About me

I am a researcher and engineer driven by a simple conviction: to seek truth and build solutions that are meaningful in the real world. My interests lie at the intersection of robot learning, optimization, and control, where mathematical rigor must ultimately meet the demands of real hardware, real-time computation, and safety-critical deployment. I am especially drawn to problems that bridge classical model-based methods and modern learning approaches, not as an academic exercise, but as a path toward autonomous systems that are genuinely reliable and deployable.

My path into this space was shaped by a dual-degree in Electrical Engineering between Zhejiang University and the University of Illinois at Urbana–Champaign, where I developed a foundation in system dynamics, feedback control, and embedded systems, grounded by hands-on work with sensors, embedded platforms, and robotic prototypes. That early experience of bridging theory and physical hardware convinced me that the most important and honest problems live precisely in that gap.

At Penn, I worked across a range of approaches, including probabilistic dynamics modeling, sampling-based control, full-stack autonomous systems, and learning-to-optimize frameworks, before converging on what I see as the most compelling frontier: the boundary between model-based optimization and data-driven learning. Through that exploration, I came to see these not as competing paradigms but as complementary tools.
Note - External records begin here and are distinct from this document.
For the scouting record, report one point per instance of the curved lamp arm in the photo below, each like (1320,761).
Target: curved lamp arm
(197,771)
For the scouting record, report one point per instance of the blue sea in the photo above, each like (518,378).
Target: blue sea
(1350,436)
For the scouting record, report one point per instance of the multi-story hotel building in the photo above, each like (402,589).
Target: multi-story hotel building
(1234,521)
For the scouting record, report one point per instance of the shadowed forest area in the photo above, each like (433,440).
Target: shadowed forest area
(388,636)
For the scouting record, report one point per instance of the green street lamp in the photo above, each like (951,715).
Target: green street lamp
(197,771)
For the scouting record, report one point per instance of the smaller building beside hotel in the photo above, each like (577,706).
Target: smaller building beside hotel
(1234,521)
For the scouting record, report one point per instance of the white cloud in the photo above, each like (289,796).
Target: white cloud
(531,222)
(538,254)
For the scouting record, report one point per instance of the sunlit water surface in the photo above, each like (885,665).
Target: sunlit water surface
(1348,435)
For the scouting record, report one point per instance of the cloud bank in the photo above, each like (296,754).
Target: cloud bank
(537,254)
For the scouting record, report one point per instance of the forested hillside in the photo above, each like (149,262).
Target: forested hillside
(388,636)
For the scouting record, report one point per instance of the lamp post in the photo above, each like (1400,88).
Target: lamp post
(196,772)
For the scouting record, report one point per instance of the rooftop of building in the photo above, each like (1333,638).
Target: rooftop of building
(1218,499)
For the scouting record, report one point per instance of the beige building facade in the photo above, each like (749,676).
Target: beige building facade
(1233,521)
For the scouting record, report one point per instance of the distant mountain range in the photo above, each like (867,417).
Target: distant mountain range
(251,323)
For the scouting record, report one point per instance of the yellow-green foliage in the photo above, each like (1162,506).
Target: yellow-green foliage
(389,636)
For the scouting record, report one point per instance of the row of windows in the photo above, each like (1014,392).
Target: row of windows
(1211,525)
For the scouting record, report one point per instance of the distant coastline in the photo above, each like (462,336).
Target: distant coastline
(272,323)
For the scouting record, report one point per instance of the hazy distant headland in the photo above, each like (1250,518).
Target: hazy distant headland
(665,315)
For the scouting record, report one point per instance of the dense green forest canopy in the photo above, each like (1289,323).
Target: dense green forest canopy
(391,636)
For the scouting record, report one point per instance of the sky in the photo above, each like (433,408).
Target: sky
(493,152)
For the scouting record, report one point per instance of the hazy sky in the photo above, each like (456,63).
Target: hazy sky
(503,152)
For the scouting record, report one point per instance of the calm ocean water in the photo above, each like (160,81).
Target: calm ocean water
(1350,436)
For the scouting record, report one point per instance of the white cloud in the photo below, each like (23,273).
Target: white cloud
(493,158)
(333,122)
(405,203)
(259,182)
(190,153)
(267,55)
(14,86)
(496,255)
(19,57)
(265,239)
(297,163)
Probabilistic and learning-based methods capture what models cannot fully express, while structured optimization provides the guarantees and interpretability that real deployment demands. The research I want to pursue lives at this intersection, principled enough to reason about safety and uncertainty yet adaptive enough to handle real-world complexity. I am actively looking for PhD and RA opportunities where I can pursue these questions, so please feel free to get in touch.

Outside of research, I am drawn to EDM — a genre where classical music theory meets the synthesizer, and where structure and energy reinforce rather than oppose each other. I find it shares more with robot learning than it might seem.